Getting treatment IS trusting God, because He’s the one who put the help there.
We would never shame a diabetic for using insulin. In the same way, we shouldn’t shame people with mental health struggles for getting professional help.
You Are Not the First Mother to Feel This
Right after having a baby, it feels like everyone celebrates with you. They’re constantly checking in, asking about the baby, but after a few months they just…go quiet. Meanwhile, mothers are still in the trenches with seemingly no support.
I hear a lot, “well, why didn’t you reach out?” When people are drowning, they’re not going to check in regularly. And they’re probably not going to text, “Please, help me, I’m struggling!” because they’re too focused on survival.
“Just let me know if you need anything!”
This phrase is well-meaning but falls into the same trap. When we’re struggling, the last thing we’re going to do is call and say, “Hey, would you mind doing this and that?” Whether it’s pride or shame, we may view asking for help like we’re “failing” as a mother.
What’s ironic is we’re not the first faithful women to be in this kind of anguish.
In 1 Samuel 1, Hannah is described to have a “bitterness of soul”. While she’s weeping, a spiritual leader named Eli misread her as a drunk. A faithful woman in deep maternal anguish over her infertility struggles was misunderstood by a spiritual leader.
To the mothers: You are not alone in this. I know how isolating depression can feel. How distressing it can be to have thoughts of not wanting to be here. You’re allowed to ask for help. You’re allowed to pray AND take a prescription. Getting professional help for mental health is NOT a weakness of faith. It’s using what God’s placed in your path to get the help you need.
To the ones around her: Galatians 6:2 tells us to carry each others’ burdens. Check in on her, even if it’s been months since the baby was born. Instead of asking, “what do you need?”, ask, “When are you free for me to come over and help around the house?” And sometimes, just being a comforting presence means the world.
There Is a Way Through
I’m on the other side now, with no other explanation but God’s steady hand on my back, patiently waiting for me to resurface.
The darkness I experienced was real, AND it wasn’t the end of my story.
When I lost all sense of who I was months after my first child was born, it took some time, but God helped me find myself again. When I was in the depths of depression and wanted to disappear, God helped me to slowly but surely climb back out. When I felt isolated and all alone as a new mother, God reminded me that being alone and being unseen aren’t the same thing. God saw me even there.
Paul writes in 2 Corinthians, “Praise be to the God and Father of our Lord Jesus Christ, the Father of compassion and the God of all comfort, who comforts us in all our troubles, so that we can comfort those in any trouble with the comfort we ourselves receive from God” (2 Cor 1:3-4).
I was comforted, and now, I’m offering this as a comfort to you.
I see you. God sees you.
And you’re doing a great job.
You are not alone, and help is available.
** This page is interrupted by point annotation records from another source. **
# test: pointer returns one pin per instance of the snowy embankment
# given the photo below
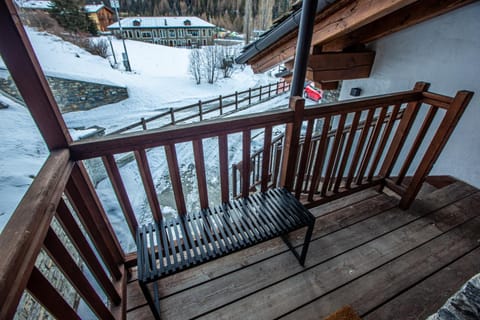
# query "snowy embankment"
(159, 80)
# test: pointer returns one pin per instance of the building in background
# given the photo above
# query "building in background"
(101, 15)
(168, 31)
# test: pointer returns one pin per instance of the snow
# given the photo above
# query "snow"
(159, 80)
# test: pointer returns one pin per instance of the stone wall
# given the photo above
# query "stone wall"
(73, 95)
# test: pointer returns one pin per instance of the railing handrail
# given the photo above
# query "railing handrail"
(221, 105)
(90, 148)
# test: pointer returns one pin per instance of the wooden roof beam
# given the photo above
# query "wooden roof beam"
(406, 17)
(347, 18)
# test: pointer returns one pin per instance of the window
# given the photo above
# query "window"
(192, 32)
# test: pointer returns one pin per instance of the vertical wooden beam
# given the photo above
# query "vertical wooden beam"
(20, 59)
(223, 155)
(290, 149)
(146, 174)
(437, 144)
(267, 148)
(121, 193)
(87, 205)
(22, 237)
(246, 142)
(200, 170)
(172, 161)
(49, 297)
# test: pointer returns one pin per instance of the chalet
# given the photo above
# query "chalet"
(101, 15)
(168, 31)
(389, 231)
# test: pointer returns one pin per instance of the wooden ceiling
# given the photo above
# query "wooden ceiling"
(348, 24)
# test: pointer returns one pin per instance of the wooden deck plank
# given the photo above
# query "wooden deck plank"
(429, 295)
(213, 285)
(301, 288)
(217, 268)
(379, 286)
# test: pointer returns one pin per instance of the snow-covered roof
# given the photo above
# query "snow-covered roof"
(162, 22)
(35, 4)
(92, 8)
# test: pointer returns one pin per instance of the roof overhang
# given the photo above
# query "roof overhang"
(343, 25)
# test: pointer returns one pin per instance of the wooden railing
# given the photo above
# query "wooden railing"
(361, 143)
(202, 110)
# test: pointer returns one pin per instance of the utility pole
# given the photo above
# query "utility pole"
(116, 4)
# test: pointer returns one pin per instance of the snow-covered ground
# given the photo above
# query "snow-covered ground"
(159, 80)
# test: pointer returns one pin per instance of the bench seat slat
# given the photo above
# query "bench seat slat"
(167, 247)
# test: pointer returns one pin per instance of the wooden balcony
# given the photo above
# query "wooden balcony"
(384, 262)
(349, 162)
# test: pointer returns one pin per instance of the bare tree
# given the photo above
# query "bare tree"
(195, 65)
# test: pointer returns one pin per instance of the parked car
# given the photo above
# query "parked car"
(312, 92)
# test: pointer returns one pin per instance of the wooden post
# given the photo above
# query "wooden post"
(290, 150)
(236, 100)
(172, 116)
(450, 120)
(220, 104)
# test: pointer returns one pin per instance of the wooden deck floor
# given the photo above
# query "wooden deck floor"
(384, 262)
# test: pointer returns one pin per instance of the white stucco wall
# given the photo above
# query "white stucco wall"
(444, 51)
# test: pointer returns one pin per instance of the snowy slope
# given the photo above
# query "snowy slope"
(159, 80)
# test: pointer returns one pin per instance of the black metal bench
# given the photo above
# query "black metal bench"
(173, 245)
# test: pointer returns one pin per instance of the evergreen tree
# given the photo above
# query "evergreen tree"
(71, 15)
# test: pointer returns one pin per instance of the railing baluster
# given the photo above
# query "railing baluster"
(416, 144)
(78, 239)
(223, 157)
(74, 274)
(348, 147)
(371, 144)
(267, 147)
(120, 192)
(246, 145)
(49, 297)
(402, 131)
(200, 170)
(333, 154)
(359, 148)
(383, 140)
(175, 177)
(145, 173)
(84, 200)
(303, 159)
(322, 150)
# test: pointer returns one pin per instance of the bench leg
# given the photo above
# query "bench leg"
(302, 256)
(153, 302)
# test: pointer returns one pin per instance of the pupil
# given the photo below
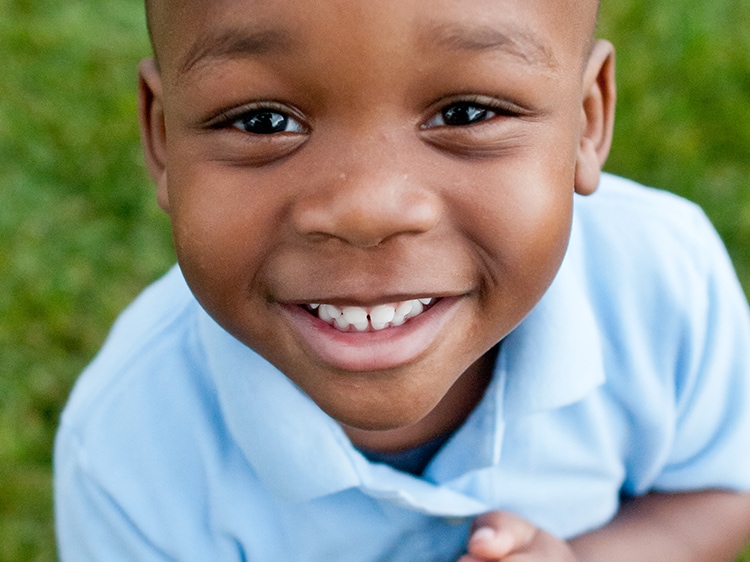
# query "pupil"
(463, 114)
(266, 123)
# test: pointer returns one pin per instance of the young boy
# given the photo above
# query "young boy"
(395, 333)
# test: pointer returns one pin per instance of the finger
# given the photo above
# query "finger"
(498, 534)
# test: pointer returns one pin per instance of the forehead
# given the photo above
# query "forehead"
(187, 33)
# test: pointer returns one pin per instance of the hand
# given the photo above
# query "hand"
(501, 536)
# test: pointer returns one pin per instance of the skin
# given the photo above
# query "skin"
(370, 194)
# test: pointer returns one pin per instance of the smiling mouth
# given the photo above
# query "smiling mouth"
(368, 319)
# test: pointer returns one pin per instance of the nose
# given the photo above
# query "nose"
(366, 209)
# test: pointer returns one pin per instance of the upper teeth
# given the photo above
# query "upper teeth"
(378, 317)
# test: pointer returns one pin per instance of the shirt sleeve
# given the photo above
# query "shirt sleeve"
(711, 440)
(90, 525)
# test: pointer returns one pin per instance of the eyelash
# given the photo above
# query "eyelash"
(485, 108)
(232, 117)
(481, 108)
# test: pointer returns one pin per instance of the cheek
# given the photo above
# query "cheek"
(519, 221)
(223, 228)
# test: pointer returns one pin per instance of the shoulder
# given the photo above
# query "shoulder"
(132, 400)
(146, 337)
(648, 244)
(633, 213)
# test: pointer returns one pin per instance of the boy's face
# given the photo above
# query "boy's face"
(363, 154)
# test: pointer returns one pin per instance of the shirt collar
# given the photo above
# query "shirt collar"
(554, 357)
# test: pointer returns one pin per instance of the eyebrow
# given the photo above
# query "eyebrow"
(516, 42)
(236, 43)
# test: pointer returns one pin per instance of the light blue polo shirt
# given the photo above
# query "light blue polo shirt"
(631, 374)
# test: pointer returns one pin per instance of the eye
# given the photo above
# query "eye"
(461, 114)
(266, 121)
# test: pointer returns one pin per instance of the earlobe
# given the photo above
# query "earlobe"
(153, 129)
(598, 116)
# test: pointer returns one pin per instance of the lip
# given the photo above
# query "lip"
(371, 350)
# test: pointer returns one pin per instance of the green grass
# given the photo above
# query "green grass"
(81, 234)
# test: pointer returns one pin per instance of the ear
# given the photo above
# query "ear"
(153, 129)
(598, 117)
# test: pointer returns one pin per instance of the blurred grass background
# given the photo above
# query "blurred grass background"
(80, 233)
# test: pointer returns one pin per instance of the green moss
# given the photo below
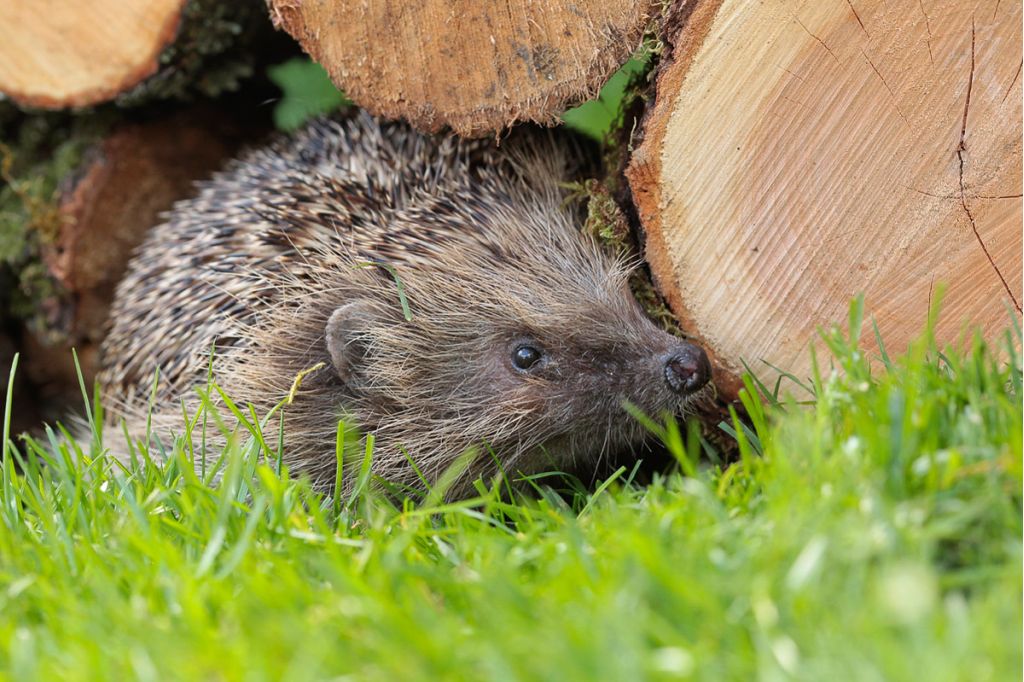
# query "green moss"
(215, 50)
(39, 153)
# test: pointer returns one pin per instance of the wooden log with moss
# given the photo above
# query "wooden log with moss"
(474, 67)
(55, 53)
(798, 154)
(75, 206)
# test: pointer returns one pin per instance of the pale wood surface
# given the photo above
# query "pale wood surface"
(476, 67)
(78, 52)
(802, 152)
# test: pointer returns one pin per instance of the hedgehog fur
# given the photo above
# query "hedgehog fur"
(306, 253)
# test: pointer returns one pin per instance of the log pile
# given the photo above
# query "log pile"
(785, 155)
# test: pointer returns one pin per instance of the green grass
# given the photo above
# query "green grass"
(873, 534)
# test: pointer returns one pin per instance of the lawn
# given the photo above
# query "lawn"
(869, 530)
If you’re in crisis or thinking of harming yourself:
988 Suicide & Crisis Lifeline: call or text 988, available 24/7.
National Maternal Mental Health Hotline: call or text 833-852-6262, available 24/7, free and confidential, for pregnant and new moms.
Crisis Text Line: text HOME to 741741, anytime.
For support, resources, and connection (non-emergency):
Postpartum Support International (PSI): call or text 1-800-944-4773.
Note: PSI’s HelpLine isn’t for emergencies—if you’re in crisis, use 988 or the maternal hotline above. PSI also offers free online support groups and a directory of perinatal mental health providers at postpartum.net.
Reaching out is not a weakness of faith. It’s one of the bravest, most faithful things you can do.